The bond between the middle-aged woman and the 18-year-old is not maternal, but it is just as strong.

They are at the opening ceremony of the New Great Wall Project, an aid scheme for Chinese college students in need.

Tong Lingling is an employee of the August First Film Studio and Yang Wenjing, who comes from a poor family in eastern Chaoyang District, Beijing, has just been admitted to Tsinghua University.

Via the China Foundation for Poverty Alleviation (CFPA), Tong will give 2,000 yuan (about US$240) a year to Yang until she graduates from the university.

Tong said that college students are the future of the nation: "What I have done is only what every citizen should do. I'm convinced what they will do for society is far more than what we have given."
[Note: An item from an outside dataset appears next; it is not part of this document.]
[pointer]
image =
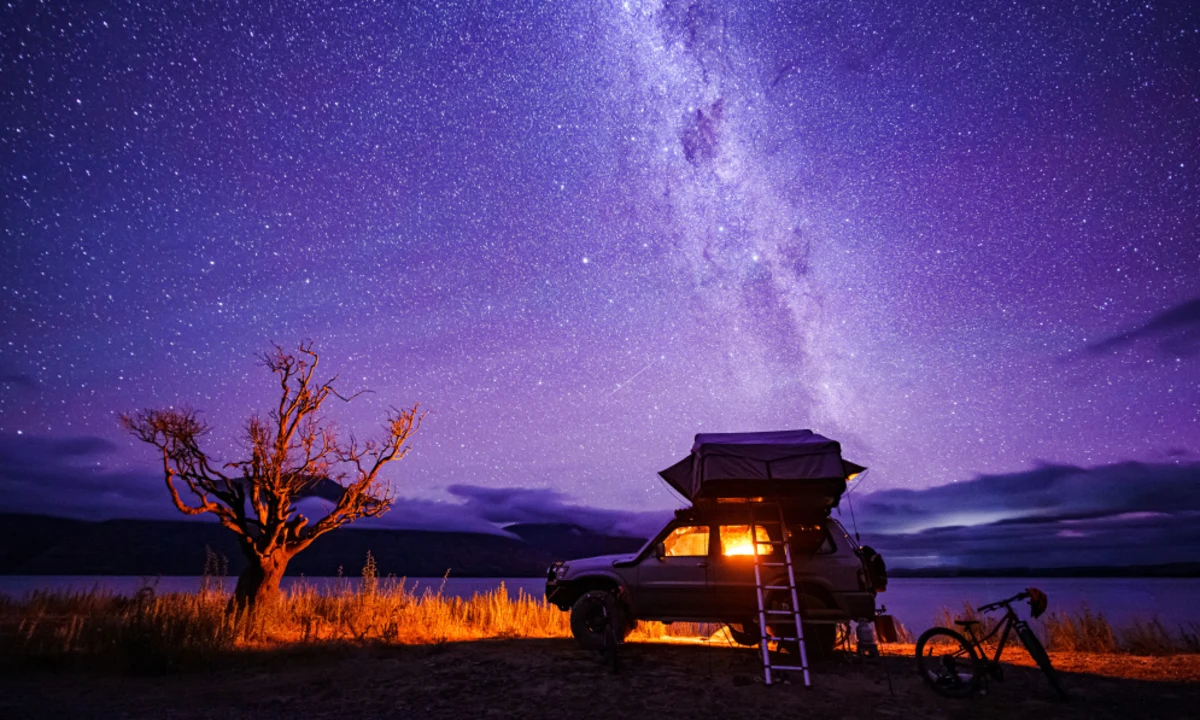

So far, the foundation has received 2.8 million yuan (nearly US$340,000) and more than 300 needy students have been given money.

Official statistics show that by the end of 2001, China had 13 million college students and about 2.6 million are badly in need of financial help.

Sun Huijie, a girl from Yanqing county on outskirt of Beijing, lost her mother and grandfather in the past two years, and had a debt of tens of thousands of yuan. Her father, with a few goats, could hardly afford to cover her and her sister's living costs, let alone the tuition fees.

However, Sun said, "It is not our fault we are from poor families. The ability to deal with life's trials is the most valuable gift I have."

According to Kang Xiaoguang, deputy secretary of the CFPA, the project would help students to set up organizations in their schools, which would provide opportunities to help others and enabled them to build up confidence.

The name of the project, New Great Wall, meant that knowledge, love and talent would build a new Great Wall for China, he noted, adding that knowledge could change a nation's as well as a person's fate.

To ensure the funds are used properly, the project has stipulated that the student should write to their donor at least twice a year, Kang explained. The donor should remit the money to the CFPA via banks and the CFPA would publish all the information on its website (www.fupin.org.cn) and offer an annual report at the end of each year.

So far, the project has only been applied to Beijing. Next year, central and western China would be included, Kang said.